Les Garçons Sauvage: An Inter(s)extual Ecology of the Wet and Wild
Reich, Nicholas Tyler
0000-0001-8373-9908
:
2021-10-22
Abstract
Bertrand Mandico’s Les garçons sauvages (France, 2017) does more than lambast plants as eco-horror hormone monsters (e.g., “They’re turning the frogs gay!”). Deploying a wildly citational praxis as both celebration and critique of queer avant-garde cinema, this film interrogates the use-value of trans/gender in catastrophe mitigation, posing questions environmental humanists and queer/trans scholars might read as: Can the Gynocene really save us from the Anthropocene? Will the white Human survive a gender apocalypse? Mandico’s inter(s)extual mise-en-scène cultivates a complex ecology of texts through formal and diegetic gestures while scrutinizing that textual network’s claims on images of ‘natural’ ecology, or trans and intersex bodies. This intertextual synthesis reveals certain cinematic conceptions of racialized gender as a particularly ecological idea that is already deeply citational, stemming from the queer avant-garde as well as other kinds of more or less established cinema, such as, for example, the Hollywood exploration film and Japanese nuclear horror.
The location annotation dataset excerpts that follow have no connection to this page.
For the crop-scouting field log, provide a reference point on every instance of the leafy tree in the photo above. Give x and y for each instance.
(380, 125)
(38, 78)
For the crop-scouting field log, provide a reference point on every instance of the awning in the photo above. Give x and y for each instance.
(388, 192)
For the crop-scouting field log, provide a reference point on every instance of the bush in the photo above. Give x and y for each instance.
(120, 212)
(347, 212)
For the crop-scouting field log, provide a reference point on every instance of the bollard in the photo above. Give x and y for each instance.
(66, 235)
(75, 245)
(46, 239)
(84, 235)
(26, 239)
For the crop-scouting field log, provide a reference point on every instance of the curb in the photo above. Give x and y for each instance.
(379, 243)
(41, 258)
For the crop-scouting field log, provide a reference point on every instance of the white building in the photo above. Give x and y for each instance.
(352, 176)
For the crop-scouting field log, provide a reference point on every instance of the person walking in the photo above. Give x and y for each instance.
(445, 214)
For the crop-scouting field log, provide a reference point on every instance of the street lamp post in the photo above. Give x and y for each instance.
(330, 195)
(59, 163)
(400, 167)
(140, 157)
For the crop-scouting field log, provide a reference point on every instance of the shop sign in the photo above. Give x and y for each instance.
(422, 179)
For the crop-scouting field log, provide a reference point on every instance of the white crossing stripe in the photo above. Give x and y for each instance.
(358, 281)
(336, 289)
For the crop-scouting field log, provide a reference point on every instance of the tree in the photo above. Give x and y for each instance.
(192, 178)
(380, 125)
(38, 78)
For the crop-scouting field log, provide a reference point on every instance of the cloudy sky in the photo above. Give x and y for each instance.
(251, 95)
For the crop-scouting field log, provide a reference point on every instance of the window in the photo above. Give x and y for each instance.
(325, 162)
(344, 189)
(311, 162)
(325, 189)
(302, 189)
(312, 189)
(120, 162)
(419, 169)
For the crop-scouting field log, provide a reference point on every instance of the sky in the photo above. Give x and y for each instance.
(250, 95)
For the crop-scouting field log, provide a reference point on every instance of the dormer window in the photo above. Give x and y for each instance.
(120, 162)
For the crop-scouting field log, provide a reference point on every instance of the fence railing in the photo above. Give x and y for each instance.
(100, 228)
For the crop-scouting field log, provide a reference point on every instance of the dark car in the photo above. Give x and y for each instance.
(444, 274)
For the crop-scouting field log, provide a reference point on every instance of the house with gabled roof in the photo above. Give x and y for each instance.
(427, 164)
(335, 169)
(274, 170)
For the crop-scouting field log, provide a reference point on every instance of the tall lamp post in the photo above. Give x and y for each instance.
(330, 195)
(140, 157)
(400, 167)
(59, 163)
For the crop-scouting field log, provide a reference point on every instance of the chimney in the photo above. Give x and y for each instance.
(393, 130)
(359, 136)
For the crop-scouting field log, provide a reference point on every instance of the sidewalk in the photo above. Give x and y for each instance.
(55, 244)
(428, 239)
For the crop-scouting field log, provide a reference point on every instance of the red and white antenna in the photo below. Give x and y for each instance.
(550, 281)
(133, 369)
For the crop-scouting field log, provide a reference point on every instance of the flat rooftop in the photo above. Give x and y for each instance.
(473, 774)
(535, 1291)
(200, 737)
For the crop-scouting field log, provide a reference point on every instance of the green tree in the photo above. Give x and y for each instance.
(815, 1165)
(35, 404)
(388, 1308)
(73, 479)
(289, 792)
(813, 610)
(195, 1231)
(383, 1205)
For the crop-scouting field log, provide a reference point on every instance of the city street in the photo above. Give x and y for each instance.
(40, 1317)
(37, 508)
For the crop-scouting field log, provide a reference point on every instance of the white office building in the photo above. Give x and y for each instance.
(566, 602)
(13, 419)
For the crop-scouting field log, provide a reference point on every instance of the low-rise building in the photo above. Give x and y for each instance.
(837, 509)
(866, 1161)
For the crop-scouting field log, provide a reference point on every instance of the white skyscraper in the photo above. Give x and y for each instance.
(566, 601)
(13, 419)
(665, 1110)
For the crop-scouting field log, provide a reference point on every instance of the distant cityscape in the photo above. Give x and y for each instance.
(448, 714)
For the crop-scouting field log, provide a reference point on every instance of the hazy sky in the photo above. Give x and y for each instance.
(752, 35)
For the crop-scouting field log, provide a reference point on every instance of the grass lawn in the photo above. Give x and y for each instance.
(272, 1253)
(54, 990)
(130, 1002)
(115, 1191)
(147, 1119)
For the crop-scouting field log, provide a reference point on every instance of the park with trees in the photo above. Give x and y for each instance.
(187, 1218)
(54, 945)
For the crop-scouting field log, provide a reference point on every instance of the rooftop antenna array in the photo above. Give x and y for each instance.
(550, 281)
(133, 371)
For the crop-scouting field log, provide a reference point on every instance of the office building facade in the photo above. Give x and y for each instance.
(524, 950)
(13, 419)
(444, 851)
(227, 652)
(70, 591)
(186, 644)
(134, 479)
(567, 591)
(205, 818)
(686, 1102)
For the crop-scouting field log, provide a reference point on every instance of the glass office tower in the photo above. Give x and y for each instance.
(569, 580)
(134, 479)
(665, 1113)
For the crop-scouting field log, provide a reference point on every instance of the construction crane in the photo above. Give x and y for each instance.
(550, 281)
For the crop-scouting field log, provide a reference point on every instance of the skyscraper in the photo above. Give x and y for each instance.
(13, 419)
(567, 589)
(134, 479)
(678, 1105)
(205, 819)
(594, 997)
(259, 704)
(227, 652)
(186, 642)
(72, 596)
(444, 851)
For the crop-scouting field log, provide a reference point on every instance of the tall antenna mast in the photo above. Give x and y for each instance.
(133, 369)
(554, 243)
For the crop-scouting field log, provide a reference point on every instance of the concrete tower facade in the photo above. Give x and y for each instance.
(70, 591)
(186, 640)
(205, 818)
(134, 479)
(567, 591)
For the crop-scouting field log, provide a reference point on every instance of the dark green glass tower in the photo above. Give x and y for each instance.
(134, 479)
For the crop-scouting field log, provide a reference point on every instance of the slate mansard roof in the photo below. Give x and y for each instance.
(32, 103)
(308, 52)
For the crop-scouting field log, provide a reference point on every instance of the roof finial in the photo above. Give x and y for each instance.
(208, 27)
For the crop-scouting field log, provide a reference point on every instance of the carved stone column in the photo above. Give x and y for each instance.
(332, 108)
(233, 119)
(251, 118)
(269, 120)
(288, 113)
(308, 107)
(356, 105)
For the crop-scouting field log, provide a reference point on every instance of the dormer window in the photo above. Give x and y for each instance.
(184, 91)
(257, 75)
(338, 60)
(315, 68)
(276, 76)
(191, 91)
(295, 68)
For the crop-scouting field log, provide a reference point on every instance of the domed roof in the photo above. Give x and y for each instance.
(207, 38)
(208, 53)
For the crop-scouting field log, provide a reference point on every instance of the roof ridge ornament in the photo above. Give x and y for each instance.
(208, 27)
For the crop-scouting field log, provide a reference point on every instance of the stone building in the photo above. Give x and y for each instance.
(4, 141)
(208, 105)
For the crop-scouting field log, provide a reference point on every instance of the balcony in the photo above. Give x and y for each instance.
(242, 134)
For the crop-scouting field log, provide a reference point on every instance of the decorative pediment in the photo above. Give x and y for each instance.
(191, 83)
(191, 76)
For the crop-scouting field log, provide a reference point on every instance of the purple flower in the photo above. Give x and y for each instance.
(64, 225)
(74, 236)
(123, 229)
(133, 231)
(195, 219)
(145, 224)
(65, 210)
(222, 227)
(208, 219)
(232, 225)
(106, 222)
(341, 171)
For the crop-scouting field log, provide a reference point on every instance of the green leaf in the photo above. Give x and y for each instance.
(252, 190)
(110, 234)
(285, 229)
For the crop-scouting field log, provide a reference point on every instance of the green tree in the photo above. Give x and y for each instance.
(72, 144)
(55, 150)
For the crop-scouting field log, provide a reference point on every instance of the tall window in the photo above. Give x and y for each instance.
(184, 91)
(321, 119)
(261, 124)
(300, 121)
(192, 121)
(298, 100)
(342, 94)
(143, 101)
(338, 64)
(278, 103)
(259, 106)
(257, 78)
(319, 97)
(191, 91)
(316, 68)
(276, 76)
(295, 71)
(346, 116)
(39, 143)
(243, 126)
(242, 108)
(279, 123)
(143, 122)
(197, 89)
This thesis will walk readers through some of Mandico’s persistent citations and their place in an understanding of the queer avant-garde (predominantly in reference to movies by white gay men) as it relates to emerging conceptions of trans* cinema. My goal is to think about the ongoing productivity of citation, and anachronism, to queer and trans cinema and cinema scholars.